Schwarzarbeit während der Krankschreibung = Sozialleistungsbetrug Lohnfortzahlungsbetrug

Sozi­al­leis­tungs­be­trug – Wäh­rend der Krank­schrei­bung Schwarz­ar­bei­ten

Unter Schwarz­ar­beit ver­steht das Straf­recht jeden Ver­stoß gegen das Steu­er- und Sozi­al­ver­si­che­rungs­recht. Eine immer häu­fi­ger fest­zu­stel­len­de Erschei­nungs­form ist die Schwarz­ar­beit wäh­rend der Krank­schrei­bung. Hier wer­den gleich meh­re­re Straf­tat­be­stän­de ver­wirk­licht. Neben der Steu­er­hin­ter­zie­hung sowie Ver­kür­zung etwai­ger Sozi­al­ab­ga­ben wird der Arbeit­ge­bern betro­gen, weil er durch die vor­ge­täusch­te Krank­heit zu inso­fern unge­recht­fer­tig­te Lohn­fort­zah­lun­gen ver­pflich­tet ist. Der Betrü­ger kas­siert so gleich zwei­mal ab. Bei Ent­de­ckung droht die frist­lo­se Kün­di­gung – zurecht wie wir von der Detek­tei Dud­zus mei­nen.

In dem hier vor­lie­gen­den Fall hat­te Joa­chim H. immer wie­der eine Erkran­kung an der Wir­bel­säu­le ange­ge­ben, die ihn zu län­ge­ren Krank­schrei­bun­gen ver­an­lass­te. Durch einen Zufall erfuhr der Arbeit­ge­ber, (eine gro­ße Auto­re­pa­ra­tur­werk­statt), wie sein Mit­ar­bei­ter bei einem Kfz-Ersatz­teil­händ­ler Tei­le für eine Auto­re­pa­ra­tur ein­kauf­te.

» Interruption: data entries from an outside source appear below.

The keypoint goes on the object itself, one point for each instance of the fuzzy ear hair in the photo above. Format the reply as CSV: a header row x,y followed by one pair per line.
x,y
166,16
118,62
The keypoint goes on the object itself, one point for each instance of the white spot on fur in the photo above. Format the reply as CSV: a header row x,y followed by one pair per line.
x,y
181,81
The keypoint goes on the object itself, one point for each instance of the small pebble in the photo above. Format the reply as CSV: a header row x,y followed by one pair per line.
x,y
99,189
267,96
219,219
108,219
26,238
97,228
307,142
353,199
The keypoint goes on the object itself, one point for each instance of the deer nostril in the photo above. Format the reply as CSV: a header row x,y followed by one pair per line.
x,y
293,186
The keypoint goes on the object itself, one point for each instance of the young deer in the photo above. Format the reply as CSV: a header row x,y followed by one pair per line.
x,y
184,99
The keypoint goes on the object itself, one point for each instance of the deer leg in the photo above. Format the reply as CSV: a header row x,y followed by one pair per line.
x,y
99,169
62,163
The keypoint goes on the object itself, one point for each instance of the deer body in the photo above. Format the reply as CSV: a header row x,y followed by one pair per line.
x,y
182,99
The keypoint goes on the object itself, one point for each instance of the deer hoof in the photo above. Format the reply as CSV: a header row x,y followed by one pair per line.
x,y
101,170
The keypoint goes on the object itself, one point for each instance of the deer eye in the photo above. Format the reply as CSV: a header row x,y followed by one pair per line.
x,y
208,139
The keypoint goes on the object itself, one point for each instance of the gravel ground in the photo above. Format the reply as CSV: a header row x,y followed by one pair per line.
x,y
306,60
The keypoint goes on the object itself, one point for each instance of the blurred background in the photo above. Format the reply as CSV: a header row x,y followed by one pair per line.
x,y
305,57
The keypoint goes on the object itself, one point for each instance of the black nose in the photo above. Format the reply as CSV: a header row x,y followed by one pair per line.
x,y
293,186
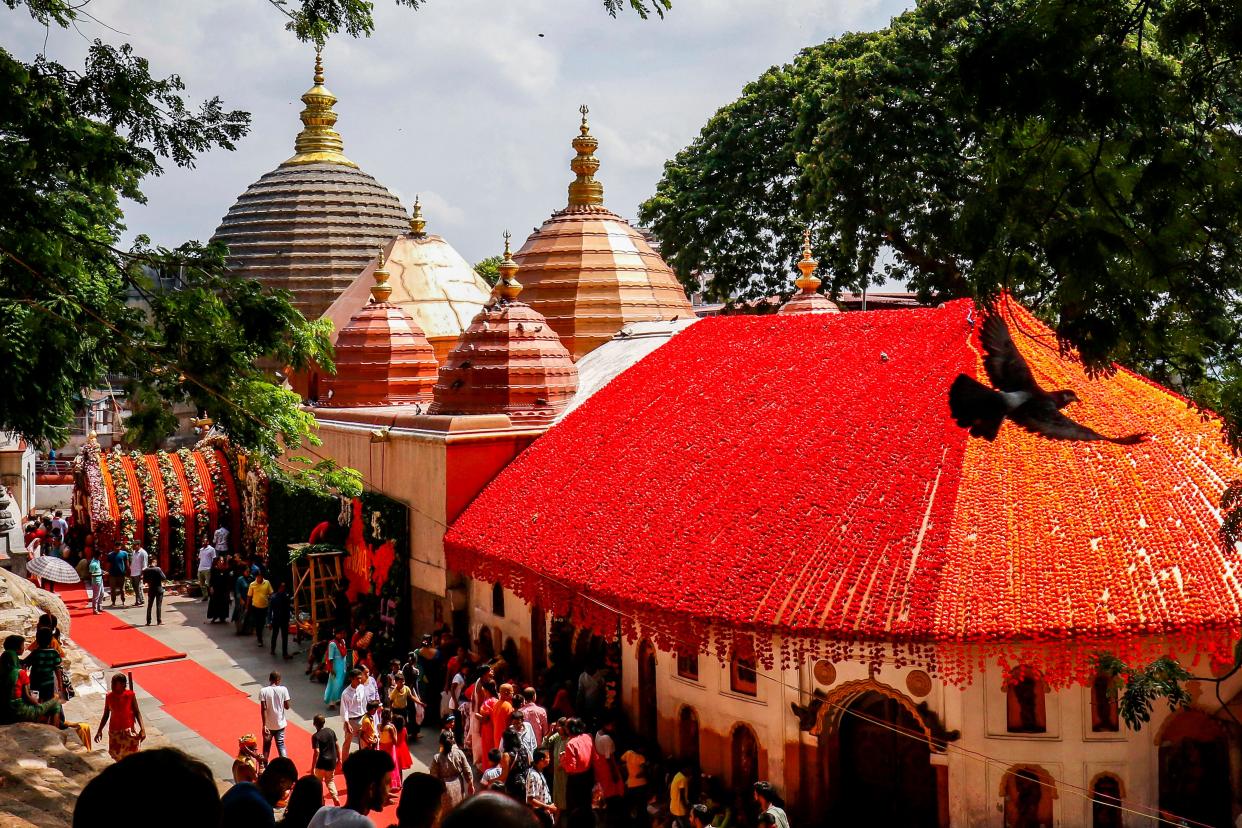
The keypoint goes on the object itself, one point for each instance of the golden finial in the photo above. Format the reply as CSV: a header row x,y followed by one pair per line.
x,y
381,289
508,287
318,142
585,191
807,282
417,226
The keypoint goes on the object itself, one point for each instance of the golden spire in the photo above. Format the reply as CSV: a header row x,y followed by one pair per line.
x,y
508,287
585,191
318,143
381,289
807,282
417,226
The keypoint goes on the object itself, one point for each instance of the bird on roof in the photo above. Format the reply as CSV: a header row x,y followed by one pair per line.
x,y
1016,396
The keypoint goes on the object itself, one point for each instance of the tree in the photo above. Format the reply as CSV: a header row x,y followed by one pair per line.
x,y
1081,155
489,268
72,144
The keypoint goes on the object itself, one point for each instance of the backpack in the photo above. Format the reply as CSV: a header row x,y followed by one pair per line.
x,y
578,755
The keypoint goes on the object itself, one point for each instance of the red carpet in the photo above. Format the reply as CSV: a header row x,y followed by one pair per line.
x,y
179,682
112,641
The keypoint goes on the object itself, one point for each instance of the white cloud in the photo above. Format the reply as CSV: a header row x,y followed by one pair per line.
x,y
461,101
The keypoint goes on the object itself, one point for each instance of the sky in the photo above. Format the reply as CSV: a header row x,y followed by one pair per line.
x,y
461,101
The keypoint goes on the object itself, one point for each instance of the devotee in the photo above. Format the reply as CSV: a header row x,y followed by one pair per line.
x,y
154,577
249,803
492,810
369,729
123,719
338,669
421,802
273,700
538,796
220,587
118,567
388,745
324,755
353,708
95,579
162,781
220,540
257,596
206,559
367,790
306,798
280,610
137,564
15,687
535,715
451,767
770,802
44,663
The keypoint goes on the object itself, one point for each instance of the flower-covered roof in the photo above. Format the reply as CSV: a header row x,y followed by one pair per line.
x,y
820,499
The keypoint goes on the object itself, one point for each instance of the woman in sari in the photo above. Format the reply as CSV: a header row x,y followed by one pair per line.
x,y
338,666
16,700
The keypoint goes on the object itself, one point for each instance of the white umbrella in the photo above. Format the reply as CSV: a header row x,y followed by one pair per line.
x,y
54,569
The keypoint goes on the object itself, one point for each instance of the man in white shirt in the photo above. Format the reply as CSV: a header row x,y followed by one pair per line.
x,y
273,700
206,558
353,708
137,564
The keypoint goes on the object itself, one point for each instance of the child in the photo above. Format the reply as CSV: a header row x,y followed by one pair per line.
x,y
126,731
369,731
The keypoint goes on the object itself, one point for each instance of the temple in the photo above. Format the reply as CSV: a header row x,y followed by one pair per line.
x,y
314,221
588,271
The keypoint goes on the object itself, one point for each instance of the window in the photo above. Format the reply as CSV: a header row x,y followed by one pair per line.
x,y
1103,705
743,678
1025,705
1106,806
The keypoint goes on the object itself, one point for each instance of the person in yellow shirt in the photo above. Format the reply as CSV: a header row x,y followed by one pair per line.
x,y
257,597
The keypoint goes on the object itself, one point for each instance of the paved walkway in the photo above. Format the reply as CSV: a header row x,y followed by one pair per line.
x,y
240,662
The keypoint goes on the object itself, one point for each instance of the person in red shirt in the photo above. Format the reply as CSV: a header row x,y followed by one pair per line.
x,y
124,720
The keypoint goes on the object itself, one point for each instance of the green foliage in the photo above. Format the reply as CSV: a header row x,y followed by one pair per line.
x,y
1084,157
1138,689
489,268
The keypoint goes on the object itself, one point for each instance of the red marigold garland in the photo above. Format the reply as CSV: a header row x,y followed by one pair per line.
x,y
826,504
174,497
150,503
127,518
203,528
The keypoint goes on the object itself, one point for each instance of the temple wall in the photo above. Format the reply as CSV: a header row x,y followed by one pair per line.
x,y
794,755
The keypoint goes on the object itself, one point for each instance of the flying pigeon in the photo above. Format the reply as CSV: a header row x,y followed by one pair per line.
x,y
1016,396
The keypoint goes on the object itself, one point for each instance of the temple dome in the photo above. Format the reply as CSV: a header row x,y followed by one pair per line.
x,y
589,272
508,361
431,282
383,356
313,222
807,299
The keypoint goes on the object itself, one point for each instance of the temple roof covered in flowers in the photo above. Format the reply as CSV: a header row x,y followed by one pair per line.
x,y
795,482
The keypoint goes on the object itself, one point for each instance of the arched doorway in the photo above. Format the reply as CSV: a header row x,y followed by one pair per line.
x,y
745,757
881,776
1195,770
687,735
648,711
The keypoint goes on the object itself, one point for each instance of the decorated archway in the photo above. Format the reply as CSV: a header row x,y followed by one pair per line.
x,y
876,759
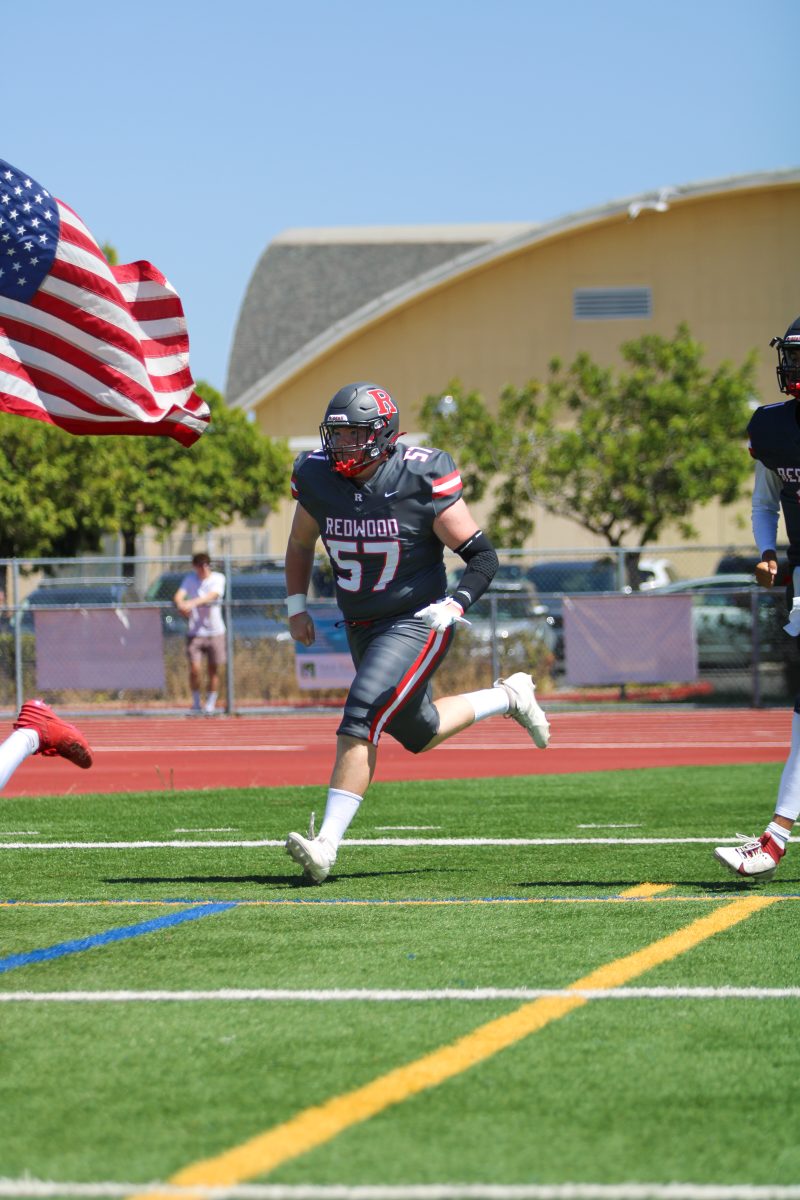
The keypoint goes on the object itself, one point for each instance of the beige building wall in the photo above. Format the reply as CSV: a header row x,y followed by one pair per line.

Vor dem Hin­ter­grund des kon­kre­ten Ver­dachts, dass sein Arbeit­neh­mer wäh­rend der Krank­schrei­bung Schwarz­ar­bei­ten aus­führt, beauf­trag­te der Geschäfts­füh­rer der Kfz.-Firma die DD-Detek­tei Dud­zus mit der Obser­vie­rung. Ein Foto sei­nes Mit­ar­bei­ters – auf­ge­nom­men bei der letz­ten Weih­nachts­fei­er – erleich­ter­te uns die Iden­ti­fi­zie­rung.

Joa­chim H. arbei­tet wäh­rend sei­ner Krank­schrei­bung bei einer Hin­ter­hof Kfz.-Werkstatt schwarz.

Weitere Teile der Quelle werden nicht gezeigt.